CVPR 2025 Video Generation motion prompting video diffusion point trajectories ControlNet camera control object control motion transfer

Motion Prompting: Controlling Video Generation with Motion Trajectories¶

Conference: CVPR 2025
arXiv: 2412.02700
Code: https://motion-prompting.github.io/
Area: Video Generation
Keywords: motion prompting, video diffusion, point trajectories, ControlNet, camera control, object control, motion transfer

TL;DR¶

By training ControlNet with spatio-temporally sparse/dense point trajectories as "motion prompts," a single model achieves diverse motion control capabilities—including object control, camera control, motion transfer, and drag-and-drop editing—while demonstrating the emergence of realistic physical behaviors.

Background & Motivation¶

Background: Video generation models primarily rely on text prompts for control, but text is fundamentally limited in describing precise motion details—"a bear quickly turns its head" can be interpreted in countless ways. Subtle nuances in motion timing, trajectory, acceleration, and deceleration require more direct control signals.

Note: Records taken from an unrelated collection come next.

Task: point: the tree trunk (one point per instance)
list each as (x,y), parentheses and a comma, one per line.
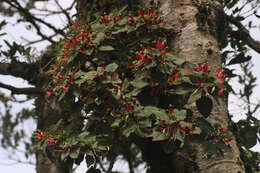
(196,41)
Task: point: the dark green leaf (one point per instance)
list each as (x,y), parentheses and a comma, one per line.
(194,96)
(106,48)
(111,67)
(90,160)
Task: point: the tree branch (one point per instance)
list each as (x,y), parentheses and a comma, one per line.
(20,69)
(26,91)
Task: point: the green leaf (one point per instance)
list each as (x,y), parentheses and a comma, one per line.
(106,48)
(194,96)
(159,136)
(97,27)
(111,67)
(129,128)
(145,123)
(90,160)
(180,115)
(139,84)
(89,75)
(124,29)
(177,60)
(179,135)
(74,153)
(99,38)
(149,110)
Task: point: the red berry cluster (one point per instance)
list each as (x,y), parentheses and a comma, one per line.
(220,135)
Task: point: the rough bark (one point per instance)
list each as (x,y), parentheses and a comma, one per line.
(196,42)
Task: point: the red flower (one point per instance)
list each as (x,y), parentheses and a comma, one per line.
(74,41)
(66,46)
(220,92)
(221,82)
(149,12)
(131,20)
(200,68)
(51,141)
(82,34)
(129,107)
(160,44)
(117,19)
(220,74)
(163,52)
(224,129)
(177,76)
(155,13)
(140,56)
(65,89)
(128,66)
(49,93)
(170,110)
(140,13)
(39,136)
(205,67)
(77,26)
(105,19)
(154,20)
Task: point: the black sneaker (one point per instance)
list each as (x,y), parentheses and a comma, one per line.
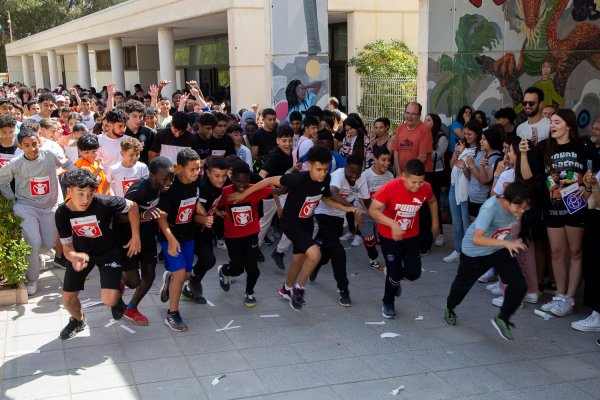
(73,328)
(174,322)
(345,298)
(188,295)
(278,258)
(119,309)
(297,300)
(164,289)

Limitations of Prior Work: 1. High engineering complexity: Methods like Tora, MotionCtrl, and DragNUWA require two-stage training, task-specific loss functions, customized architectures, or joint fine-tuning of multiple modules. 2. Restricted control signals: Entity-level signals such as bounding boxes, segmentation masks, and human poses can only control specific types of motion. 3. Inadequate optical flow representations: Optical flow cannot link features across multiple frames (leading to error accumulation), does not handle occlusions, and is ill-suited for generative tasks. 4. Different motion types require different adapters: For instance, MOFA-Video needs separate training for camera and object motions.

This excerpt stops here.